1932 Coupe by Kellner

1931 was the vintage year for Royales, along with being the year in which the Wall Street crash of 1929 began to have its most profound effect on the economies of Europe . Encouraged by the Esders and Fuchs sales, Ettore prepared to penetrate the royalty sensitive British market. To do so, he commissioned one of Paris ‘ most distinguished coachbuilders, Kellner, to design & build for this chassis a gran tourisme which would be the last word in serene good taste. Kellner, richly experienced in working with many of the finest chassis of the day, from Hispano-Suiza to Duesenberg J, submitted various proposals. The one chosen for execution and for presentation at London ‘s Olympia Show late that year was a two door saloon or sedan.

Bearing a price tag of £6,500 41141 was by far the most expensive car on display at the show. It was praised for its exquisite proportions and nobility of line, but no sales took place, there or thereafter. The showpiece remained in the Bugatti family, weathering World War II by being shunted from one shelter to another.
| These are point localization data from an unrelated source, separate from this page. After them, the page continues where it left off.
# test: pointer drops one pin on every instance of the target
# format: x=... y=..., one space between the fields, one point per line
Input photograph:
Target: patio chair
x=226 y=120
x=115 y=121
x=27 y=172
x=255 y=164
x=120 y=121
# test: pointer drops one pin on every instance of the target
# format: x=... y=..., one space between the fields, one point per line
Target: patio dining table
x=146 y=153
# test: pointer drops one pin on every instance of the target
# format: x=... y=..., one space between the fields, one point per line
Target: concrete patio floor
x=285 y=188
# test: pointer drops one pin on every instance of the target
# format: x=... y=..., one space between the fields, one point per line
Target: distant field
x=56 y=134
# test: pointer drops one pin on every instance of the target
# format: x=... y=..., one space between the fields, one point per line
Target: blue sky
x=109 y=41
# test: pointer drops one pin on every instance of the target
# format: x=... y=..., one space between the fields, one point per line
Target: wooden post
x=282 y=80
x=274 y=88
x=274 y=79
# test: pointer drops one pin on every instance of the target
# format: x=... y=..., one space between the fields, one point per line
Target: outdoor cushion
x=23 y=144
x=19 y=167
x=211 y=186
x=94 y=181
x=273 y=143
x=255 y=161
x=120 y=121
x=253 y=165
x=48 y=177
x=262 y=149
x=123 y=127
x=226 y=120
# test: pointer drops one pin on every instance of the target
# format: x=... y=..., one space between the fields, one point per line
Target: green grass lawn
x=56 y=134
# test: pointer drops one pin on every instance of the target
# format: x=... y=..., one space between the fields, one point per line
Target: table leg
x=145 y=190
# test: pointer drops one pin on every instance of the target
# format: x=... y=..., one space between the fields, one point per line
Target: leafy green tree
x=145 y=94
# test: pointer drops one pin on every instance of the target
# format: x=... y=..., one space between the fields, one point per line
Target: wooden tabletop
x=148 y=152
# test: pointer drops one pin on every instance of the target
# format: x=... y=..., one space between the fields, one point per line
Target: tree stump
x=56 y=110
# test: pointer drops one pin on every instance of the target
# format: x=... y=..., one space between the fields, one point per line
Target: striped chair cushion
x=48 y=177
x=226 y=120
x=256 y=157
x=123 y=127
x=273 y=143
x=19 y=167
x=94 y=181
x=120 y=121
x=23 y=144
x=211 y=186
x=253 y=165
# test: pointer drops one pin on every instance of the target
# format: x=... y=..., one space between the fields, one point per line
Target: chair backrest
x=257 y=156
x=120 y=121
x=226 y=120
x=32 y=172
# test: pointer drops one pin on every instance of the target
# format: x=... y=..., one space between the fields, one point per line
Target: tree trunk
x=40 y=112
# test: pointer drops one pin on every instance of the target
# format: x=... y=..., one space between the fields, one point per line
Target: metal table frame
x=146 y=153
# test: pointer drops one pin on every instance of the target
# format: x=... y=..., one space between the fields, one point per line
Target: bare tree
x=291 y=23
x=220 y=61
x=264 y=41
It is one of the two Royals obtained from Ettore’s daughter L’Ebei by Briggs Cunningham and was one of the crowning pieces of his collection. Maintained in perfect operating condition, it was exercised regularly, often with museum guests as passengers. It was later bought from Cunninghams for £5,500,000 in 1987, it hass since 1990 been owned by Meitec Corporation, an engineering company in Japan , who according to sources bought it for £10 million. It is now owned by the Volkswagen group, owners of the Bugatti marque.